3. Masking: suppose we have predictions of 0,1,2,3-th event and their labels are 1,2,3,4-th events where $4$-th event needed to be masked. So we should set the sequence mask as True, True, True, False, i.e., seq_mask=batch_non_pad_mask[:, 1:]. The same logic applies to the attention mask and event type mask.

Therefore the following code is a typical example of calling the loglikelihood computation:

event_ll, non_event_ll, num_events = self.compute_loglikelihood(lambda_at_event=lambda_at_event, # seq_len = max_len - 1
                                                                lambdas_loss_samples=lambda_t_sample, # seq_len = max_len - 1
                                                                time_delta_seq=time_delta_seq[:, 1:],
                                                                seq_mask=batch_non_pad_mask[:, 1:],
                                                                lambda_type_mask=type_mask[:, 1:])

Computing the integral inside the loglikelihood

The loglikelihood of the parameters is the sum of the log-intensities of the events that happened, at the times they happened, minus an integral of the total intensities over the observation interval over [0,T]:

\[\sum_{t_i}\log \lambda_{k_i}(t_i) - \int_0^T \lambda(t) dt\]

The first term refers to event loglikelihood and the second term (including the negative sign) refers to the non-event loglikelihood.

Neural Hawkes Process (NHP)

We implement NHP based on author’s official pytorch code Github:nce-mpp.

  1. A continuous-time LSTM is introduced, with the code mainly come from Github:nce-mpp.

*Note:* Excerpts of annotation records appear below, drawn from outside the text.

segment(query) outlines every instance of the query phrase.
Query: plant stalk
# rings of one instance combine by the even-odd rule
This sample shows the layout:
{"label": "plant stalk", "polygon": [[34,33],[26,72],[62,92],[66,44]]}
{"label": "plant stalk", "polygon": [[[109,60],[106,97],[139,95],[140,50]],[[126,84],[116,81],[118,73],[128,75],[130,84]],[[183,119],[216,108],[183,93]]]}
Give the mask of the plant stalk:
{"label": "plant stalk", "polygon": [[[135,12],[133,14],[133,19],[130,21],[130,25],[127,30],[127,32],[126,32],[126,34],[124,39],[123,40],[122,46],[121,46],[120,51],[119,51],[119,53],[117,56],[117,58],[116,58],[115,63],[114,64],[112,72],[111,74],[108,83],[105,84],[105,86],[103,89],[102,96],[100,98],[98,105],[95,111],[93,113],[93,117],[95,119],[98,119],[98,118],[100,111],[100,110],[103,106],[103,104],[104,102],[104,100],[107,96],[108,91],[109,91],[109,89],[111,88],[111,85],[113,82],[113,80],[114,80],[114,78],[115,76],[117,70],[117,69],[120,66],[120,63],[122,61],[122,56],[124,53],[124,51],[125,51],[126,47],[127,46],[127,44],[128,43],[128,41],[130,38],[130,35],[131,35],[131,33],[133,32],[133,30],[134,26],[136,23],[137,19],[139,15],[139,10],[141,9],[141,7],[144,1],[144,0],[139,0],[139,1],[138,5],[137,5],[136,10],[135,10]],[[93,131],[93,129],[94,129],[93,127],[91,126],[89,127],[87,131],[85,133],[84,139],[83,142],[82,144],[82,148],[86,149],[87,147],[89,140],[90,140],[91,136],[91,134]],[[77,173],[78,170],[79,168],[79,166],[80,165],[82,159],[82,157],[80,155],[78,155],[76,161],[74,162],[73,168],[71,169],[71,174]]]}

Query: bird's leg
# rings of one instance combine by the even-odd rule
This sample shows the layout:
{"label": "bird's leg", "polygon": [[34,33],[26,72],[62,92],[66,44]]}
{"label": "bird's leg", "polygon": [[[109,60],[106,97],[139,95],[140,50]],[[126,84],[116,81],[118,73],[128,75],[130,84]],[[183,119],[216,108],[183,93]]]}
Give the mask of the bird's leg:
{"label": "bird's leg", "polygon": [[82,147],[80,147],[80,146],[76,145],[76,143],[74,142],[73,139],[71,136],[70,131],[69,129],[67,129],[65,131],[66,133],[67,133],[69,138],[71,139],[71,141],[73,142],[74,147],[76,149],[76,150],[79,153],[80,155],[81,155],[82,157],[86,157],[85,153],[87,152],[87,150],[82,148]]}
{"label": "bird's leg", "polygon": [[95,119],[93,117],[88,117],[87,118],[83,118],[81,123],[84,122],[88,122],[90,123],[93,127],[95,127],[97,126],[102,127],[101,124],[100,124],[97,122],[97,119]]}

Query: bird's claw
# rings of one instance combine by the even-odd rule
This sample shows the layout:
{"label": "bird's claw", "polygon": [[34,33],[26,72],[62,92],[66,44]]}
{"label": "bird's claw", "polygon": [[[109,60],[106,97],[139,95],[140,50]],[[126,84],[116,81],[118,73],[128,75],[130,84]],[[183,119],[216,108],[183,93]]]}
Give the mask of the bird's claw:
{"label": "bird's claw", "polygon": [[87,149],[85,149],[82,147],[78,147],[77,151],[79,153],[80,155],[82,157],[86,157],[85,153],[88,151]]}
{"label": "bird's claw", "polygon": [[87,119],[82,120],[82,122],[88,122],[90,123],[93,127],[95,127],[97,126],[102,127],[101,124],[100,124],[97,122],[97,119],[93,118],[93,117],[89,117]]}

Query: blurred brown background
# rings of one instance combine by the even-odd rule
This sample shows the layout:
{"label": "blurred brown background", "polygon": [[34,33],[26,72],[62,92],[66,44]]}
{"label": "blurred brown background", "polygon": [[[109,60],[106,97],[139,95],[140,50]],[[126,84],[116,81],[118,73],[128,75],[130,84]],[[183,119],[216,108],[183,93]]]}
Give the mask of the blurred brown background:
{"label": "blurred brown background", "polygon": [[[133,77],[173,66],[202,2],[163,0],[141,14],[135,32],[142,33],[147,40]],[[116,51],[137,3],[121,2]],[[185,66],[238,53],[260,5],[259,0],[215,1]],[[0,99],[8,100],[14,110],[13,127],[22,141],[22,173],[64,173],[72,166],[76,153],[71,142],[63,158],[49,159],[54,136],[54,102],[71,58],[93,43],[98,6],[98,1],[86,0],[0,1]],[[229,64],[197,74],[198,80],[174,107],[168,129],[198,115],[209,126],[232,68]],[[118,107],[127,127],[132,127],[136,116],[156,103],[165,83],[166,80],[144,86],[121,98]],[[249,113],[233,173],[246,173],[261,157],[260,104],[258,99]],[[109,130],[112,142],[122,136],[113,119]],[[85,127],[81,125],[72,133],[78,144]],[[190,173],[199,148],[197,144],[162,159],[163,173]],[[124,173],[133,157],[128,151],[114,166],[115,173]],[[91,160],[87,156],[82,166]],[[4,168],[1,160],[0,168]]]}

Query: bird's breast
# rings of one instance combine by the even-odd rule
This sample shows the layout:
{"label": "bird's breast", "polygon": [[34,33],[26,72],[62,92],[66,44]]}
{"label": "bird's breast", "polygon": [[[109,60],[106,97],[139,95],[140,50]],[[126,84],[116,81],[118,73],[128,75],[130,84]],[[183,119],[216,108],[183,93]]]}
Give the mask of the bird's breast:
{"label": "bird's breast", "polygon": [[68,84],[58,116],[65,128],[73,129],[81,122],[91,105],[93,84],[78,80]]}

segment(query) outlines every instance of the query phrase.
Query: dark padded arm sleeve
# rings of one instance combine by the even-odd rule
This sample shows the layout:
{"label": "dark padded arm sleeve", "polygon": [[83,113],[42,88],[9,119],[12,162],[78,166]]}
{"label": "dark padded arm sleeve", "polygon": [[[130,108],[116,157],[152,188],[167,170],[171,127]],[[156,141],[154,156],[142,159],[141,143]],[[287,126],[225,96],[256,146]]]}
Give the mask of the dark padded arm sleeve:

  2. A forward function in NHP class that recursively update the states: we compute the event embedding, pass to the LSTM cell and then decay afterwards. Noted that for i-th event, we should use (i+1)-th dt for the decay. So we do not consider the last event as it has no decay time.

Attentive Neural Hawkes Process (AttNHP)

We implement AttNHP based on the authors’ official pytorch code Github:anhp-andtt and similar to NHP, we factorize it into based model and inherited model.

The forward functions is implemented faithfully to that of the author’s repo.

Transformer Hawkes Process (THP)

We implement THP based on a fixed version of pytorch code Github:anhp-andtt/thp and we factorize it into based model and inherited model.

Self-Attentive Hawkes Process (SAHP)

We implement SAHP based on a fixed version of pytorch code Github:anhp-andtt/sahp and we factorize it into based model and inherited model.

SAHP basically shares very similar structure to that of THP.

Recurrent Marked Temporal Point Processes (RMTPP)

We implement RMTPP faithfully to the author’s paper.

Intensity Free Learning of Temporal Point Process (IntensityFree)

We implement the model based on the author’s torch code Github:ifl-tpp.

A small difference between our implementation and the author’s is we ignore the context_init (the initial state of the RNN) because in our data setup, we do not need a learnable initial RNN state. This modification generally makes little impact on the learning process.

It is worth noting that the thinning algorithm can not be applied to this model because it is intensity-free. When comparing the performance of the model, we only look at its log-likelihood learning curve.

Fully Neural Network based Model for General Temporal Point Processes (FullyNN)

We implement the model based on the author’s keras code Github:NeuralNetworkPointProcess.

ODE-based Temporal Point Process (ODETPP)

We implement a TPP with Neural ODE state evolution, which is a simplified version of Neural Spatio-Temporal Point Processes. The ODE implementation uses the code from the blog

Attentive Neural Hawkes Network (ANHN)

We implement the model based on the author’s paper: the attentive model without the graph regularizer is named ANHN.